I am not a man, I am a number.
Specifically, I am Box 1397, and people stuff me full of paper. After every screening at the Palais des Festivals, it’s customary to drop by the press boxes and see what new flyers, advertisements or magazines have been delivered by hopeful publicists. The boxes aren’t enormous – see photo – but I came back from today’s festivalgoing with the equivalent of the Toronto white pages in my bag. Not the kind of weight you want to lug around to five screenings, the press junket for Blindness and a seaside interview with Montréal director Denis Villeneuve, who’s here with an inventive little short called Next Floor. Oh, and to a spur-of-the-moment interview by a student documentary crew, for which I’ll post a link as soon as it goes online.
Fortunately, there are recycling bins everywhere in the press areas, and people are using them very efficiently: I saw one reporter simply pivot on his hip and dump the contents of his box out into a nearby bin in one swift, elegant movement.
I haven’t worked up the courage to do that yet; I’m afraid I might unwittingly toss out an invitation to a party. Of course, that would mean someone had invited me to a party, and that I had time to go.
Where was I? Oh, right, seeing movies. I’ve had the full range today, starting with Pablo Trapero’s grimy Leonera (“Lion’s Den”), about a pregnant woman who’s allowed to raise her child in prison while awaiting trial for the murder of the man who may have fathered him; great performance from Martina Gusman in the lead, but the script was patchier than I would have liked.

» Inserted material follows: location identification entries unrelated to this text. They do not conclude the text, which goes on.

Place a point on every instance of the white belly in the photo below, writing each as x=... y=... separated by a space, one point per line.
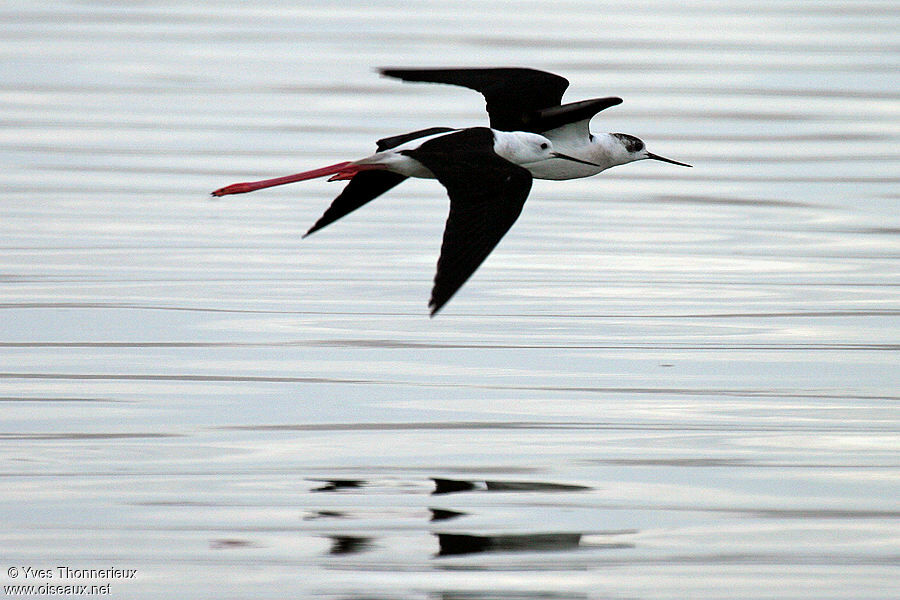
x=558 y=168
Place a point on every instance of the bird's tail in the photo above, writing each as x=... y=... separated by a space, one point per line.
x=339 y=171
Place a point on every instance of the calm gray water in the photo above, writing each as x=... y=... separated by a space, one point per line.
x=664 y=383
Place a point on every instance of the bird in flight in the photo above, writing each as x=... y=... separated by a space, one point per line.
x=487 y=172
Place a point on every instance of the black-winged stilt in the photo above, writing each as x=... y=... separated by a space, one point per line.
x=487 y=172
x=486 y=175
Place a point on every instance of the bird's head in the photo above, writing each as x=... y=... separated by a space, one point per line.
x=627 y=148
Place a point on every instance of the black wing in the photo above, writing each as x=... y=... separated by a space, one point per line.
x=363 y=188
x=557 y=116
x=512 y=95
x=487 y=194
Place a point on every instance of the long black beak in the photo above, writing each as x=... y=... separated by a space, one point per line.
x=572 y=158
x=674 y=162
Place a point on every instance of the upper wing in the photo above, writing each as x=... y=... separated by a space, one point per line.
x=487 y=194
x=511 y=94
x=574 y=112
x=397 y=140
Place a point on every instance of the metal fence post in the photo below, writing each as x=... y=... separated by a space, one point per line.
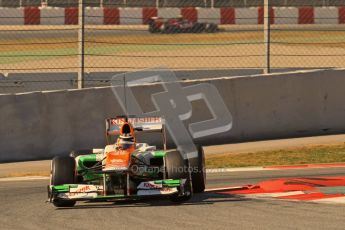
x=81 y=43
x=267 y=36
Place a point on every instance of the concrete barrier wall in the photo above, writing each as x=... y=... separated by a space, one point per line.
x=286 y=15
x=209 y=15
x=52 y=16
x=131 y=16
x=11 y=16
x=246 y=16
x=94 y=16
x=140 y=16
x=326 y=15
x=42 y=125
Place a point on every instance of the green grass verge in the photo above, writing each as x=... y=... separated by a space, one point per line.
x=305 y=155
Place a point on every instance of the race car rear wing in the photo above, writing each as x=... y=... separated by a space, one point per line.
x=139 y=124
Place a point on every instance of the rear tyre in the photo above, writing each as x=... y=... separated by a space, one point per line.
x=212 y=28
x=177 y=168
x=63 y=172
x=198 y=171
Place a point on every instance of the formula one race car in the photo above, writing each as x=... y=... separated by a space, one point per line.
x=125 y=169
x=180 y=25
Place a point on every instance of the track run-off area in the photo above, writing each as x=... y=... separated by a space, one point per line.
x=23 y=205
x=128 y=48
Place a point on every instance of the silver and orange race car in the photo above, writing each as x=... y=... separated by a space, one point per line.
x=125 y=169
x=180 y=25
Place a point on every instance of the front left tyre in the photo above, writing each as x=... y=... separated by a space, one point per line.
x=177 y=168
x=63 y=172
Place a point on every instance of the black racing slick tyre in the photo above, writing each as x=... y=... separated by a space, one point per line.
x=177 y=168
x=63 y=172
x=198 y=171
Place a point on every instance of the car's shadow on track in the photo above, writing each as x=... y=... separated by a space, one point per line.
x=206 y=198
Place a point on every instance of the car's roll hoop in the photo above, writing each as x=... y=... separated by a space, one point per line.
x=139 y=125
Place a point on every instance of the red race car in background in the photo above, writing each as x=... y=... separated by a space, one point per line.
x=180 y=25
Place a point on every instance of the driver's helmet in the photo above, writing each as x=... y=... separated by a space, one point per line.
x=125 y=142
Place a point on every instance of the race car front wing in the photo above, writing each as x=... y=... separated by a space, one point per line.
x=80 y=192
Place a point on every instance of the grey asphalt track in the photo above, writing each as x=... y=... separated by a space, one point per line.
x=23 y=207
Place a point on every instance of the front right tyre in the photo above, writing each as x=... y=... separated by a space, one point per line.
x=63 y=172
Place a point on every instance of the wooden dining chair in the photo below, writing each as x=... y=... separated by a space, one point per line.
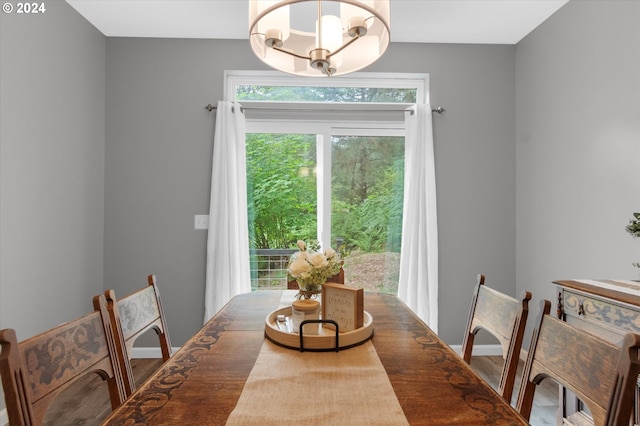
x=504 y=318
x=603 y=376
x=36 y=370
x=131 y=317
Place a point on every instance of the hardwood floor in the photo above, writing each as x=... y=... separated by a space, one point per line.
x=87 y=403
x=545 y=402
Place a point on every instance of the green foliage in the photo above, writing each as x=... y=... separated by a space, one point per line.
x=633 y=227
x=367 y=191
x=282 y=201
x=368 y=176
x=325 y=94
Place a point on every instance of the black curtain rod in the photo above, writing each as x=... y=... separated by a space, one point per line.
x=209 y=107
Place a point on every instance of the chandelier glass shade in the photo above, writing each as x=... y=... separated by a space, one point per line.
x=318 y=38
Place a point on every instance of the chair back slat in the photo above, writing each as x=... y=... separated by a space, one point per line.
x=505 y=318
x=603 y=376
x=37 y=369
x=131 y=317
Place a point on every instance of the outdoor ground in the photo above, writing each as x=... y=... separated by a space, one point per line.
x=373 y=271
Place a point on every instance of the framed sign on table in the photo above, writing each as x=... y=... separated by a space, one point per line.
x=343 y=304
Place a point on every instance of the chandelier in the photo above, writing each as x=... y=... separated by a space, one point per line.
x=319 y=38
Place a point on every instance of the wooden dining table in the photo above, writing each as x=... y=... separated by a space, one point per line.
x=203 y=381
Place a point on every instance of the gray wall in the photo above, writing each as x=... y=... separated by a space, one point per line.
x=158 y=165
x=578 y=145
x=52 y=135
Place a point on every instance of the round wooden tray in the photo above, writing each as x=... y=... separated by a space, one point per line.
x=323 y=342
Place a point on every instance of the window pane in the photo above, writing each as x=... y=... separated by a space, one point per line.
x=326 y=94
x=367 y=197
x=281 y=198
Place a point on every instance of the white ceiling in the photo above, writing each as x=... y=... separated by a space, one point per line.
x=424 y=21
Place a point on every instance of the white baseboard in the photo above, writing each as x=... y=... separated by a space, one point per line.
x=149 y=352
x=480 y=350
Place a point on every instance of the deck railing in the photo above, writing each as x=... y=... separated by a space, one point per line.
x=269 y=268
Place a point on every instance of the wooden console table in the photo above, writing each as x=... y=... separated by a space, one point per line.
x=606 y=308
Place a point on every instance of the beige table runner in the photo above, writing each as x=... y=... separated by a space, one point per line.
x=287 y=386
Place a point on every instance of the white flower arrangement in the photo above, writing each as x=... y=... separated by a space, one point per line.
x=312 y=268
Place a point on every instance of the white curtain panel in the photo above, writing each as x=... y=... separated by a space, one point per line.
x=228 y=240
x=418 y=283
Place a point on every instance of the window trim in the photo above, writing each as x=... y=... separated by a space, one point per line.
x=385 y=119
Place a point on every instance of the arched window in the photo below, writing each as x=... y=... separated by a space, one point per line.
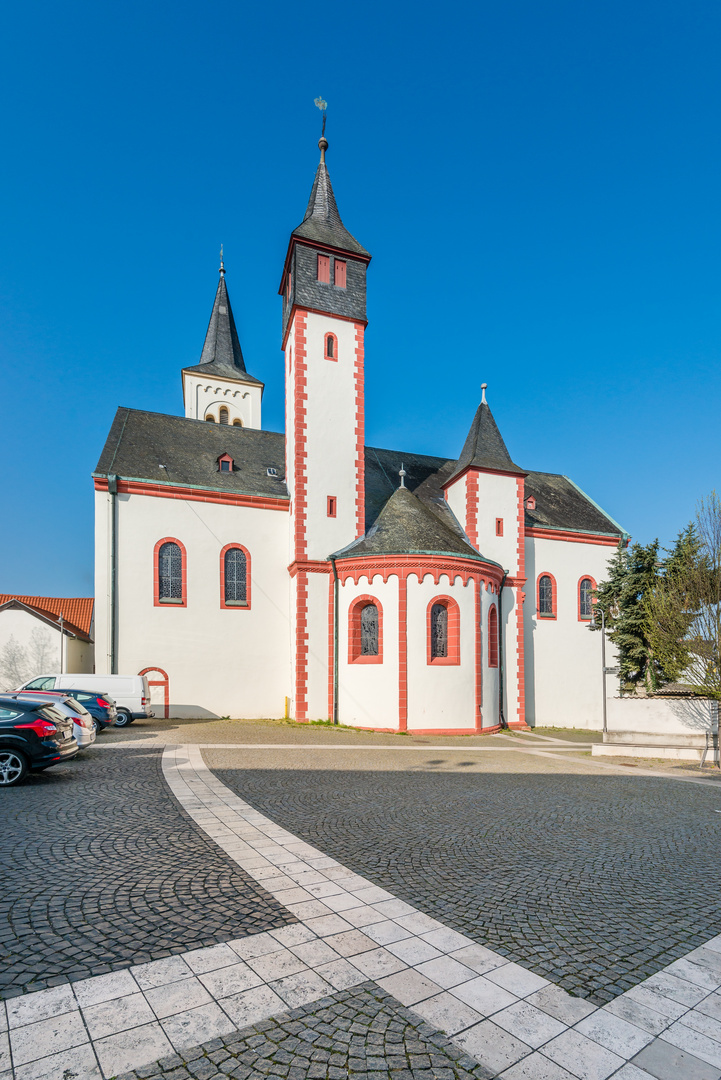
x=365 y=632
x=546 y=598
x=443 y=631
x=234 y=577
x=492 y=636
x=586 y=588
x=169 y=571
x=331 y=347
x=438 y=631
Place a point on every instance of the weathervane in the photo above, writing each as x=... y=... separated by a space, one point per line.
x=322 y=106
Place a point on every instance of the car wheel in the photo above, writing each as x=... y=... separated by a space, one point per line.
x=13 y=767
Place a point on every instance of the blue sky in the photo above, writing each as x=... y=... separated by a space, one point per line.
x=538 y=183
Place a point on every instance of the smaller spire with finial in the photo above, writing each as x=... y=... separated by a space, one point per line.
x=323 y=142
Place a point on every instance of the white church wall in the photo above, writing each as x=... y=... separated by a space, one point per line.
x=225 y=662
x=562 y=657
x=205 y=395
x=440 y=696
x=368 y=692
x=330 y=435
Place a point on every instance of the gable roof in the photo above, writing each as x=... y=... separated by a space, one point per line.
x=408 y=526
x=484 y=446
x=322 y=223
x=77 y=611
x=221 y=350
x=140 y=442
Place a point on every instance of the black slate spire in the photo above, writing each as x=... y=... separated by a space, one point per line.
x=322 y=224
x=408 y=526
x=484 y=447
x=221 y=350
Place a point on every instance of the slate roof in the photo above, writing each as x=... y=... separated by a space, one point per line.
x=322 y=223
x=140 y=442
x=77 y=611
x=484 y=445
x=221 y=351
x=408 y=526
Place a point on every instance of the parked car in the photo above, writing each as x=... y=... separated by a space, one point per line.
x=130 y=692
x=33 y=736
x=84 y=726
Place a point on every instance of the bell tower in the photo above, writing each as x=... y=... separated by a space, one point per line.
x=324 y=321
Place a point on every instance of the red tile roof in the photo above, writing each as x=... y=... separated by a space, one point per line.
x=77 y=611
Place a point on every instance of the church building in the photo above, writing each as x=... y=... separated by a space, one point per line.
x=252 y=574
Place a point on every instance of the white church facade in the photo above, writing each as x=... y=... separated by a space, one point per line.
x=252 y=574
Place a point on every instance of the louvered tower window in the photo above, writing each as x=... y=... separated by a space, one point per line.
x=235 y=576
x=438 y=631
x=369 y=631
x=169 y=572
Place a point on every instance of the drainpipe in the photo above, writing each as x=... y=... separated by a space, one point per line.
x=112 y=490
x=502 y=719
x=335 y=636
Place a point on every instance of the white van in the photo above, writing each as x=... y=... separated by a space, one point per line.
x=130 y=692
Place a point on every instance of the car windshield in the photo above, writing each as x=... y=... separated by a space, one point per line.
x=51 y=713
x=76 y=706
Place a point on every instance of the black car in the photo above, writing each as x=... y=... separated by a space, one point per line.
x=99 y=705
x=32 y=737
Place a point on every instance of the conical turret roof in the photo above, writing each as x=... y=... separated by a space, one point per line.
x=322 y=224
x=406 y=526
x=484 y=447
x=221 y=351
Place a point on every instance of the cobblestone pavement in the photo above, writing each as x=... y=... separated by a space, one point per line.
x=101 y=868
x=593 y=881
x=364 y=1033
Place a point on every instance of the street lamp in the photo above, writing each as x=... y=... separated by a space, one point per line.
x=594 y=625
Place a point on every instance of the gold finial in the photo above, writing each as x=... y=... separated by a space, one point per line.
x=323 y=142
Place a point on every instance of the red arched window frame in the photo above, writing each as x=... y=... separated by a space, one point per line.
x=545 y=574
x=492 y=636
x=594 y=586
x=334 y=348
x=453 y=632
x=248 y=579
x=155 y=571
x=354 y=656
x=164 y=682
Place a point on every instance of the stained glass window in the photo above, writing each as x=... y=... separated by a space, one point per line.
x=438 y=630
x=585 y=599
x=235 y=576
x=545 y=595
x=369 y=631
x=169 y=571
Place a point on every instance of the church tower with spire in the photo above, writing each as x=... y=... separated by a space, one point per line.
x=324 y=320
x=219 y=389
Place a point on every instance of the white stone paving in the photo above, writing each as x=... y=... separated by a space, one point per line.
x=515 y=1023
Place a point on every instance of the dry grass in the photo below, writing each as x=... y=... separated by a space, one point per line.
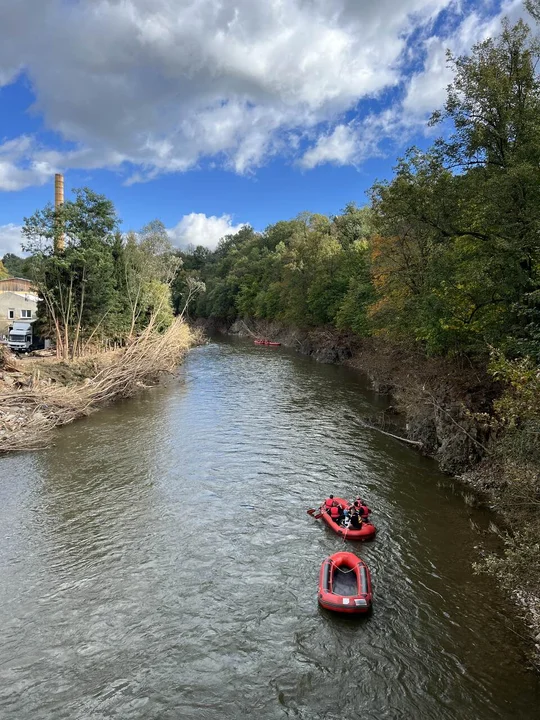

Next, there was Kung Fu Panda, which is much, much, much better than you might think – it’s funny, it’s clever, it’s visually sumptuous and I’d even go so far as to call it the first non-Pixar effort to approach that studio’s standard for fully realized characters and environments. This is a terrific kung-fu picture that just happens to use talking animals instead of human beings.
Third up was Three Monkeys, which has no monkeys in it at all; instead, it’s Turkish director Nuri Bilge Ceylan’s latest grim drama, revolving around a family trying desperately to ignore at least two horrible truths gnawing away at their lives. It ain’t a crowd-pleaser – the pacing is grindingly slow, and Ceylan’s digitally tweaked palette takes its inspiration from a tobacco stain – but it does what it does very well.
Fourth and best of the day was Hunger, about which I expect you’ll be hearing a great deal before too long. An impressionistic drama about Bobby Sands’ 1981 hunger strike, it’s a devastating and defiantly non-partisan film that’s going to piss off some people by its refusal to stake out a moral position.
Not me, though; its deliberate refusal to take a side is one of the most thrilling things about it, along with a bravura central sequence in which Sands (the terrific Michael Fassbender) debates the value of suicidal resistance with a priest (Liam Cunningham) bent on talking him out of it. And yes, the director’s name is Steve McQueen. No relation.
Finally, I closed the night with a screening of Tokyo!, a trio of short works by Michel Gondry, Leos Carax and Bong Joon Ho set in the titular Japanese city. As you’d expect from these directors, the films are idiosyncratic and eccentric in equal measure – only Michel Gondry would tell a story in which a young woman realizes her destiny by becoming a chair – but they’re enjoyable enough as a lark.
Cannes fun fact: The seats in the Salle Debussy are equipped with little flip-up writing surfaces, such as those seen in university lecture halls. Nobody uses them, but they’re there.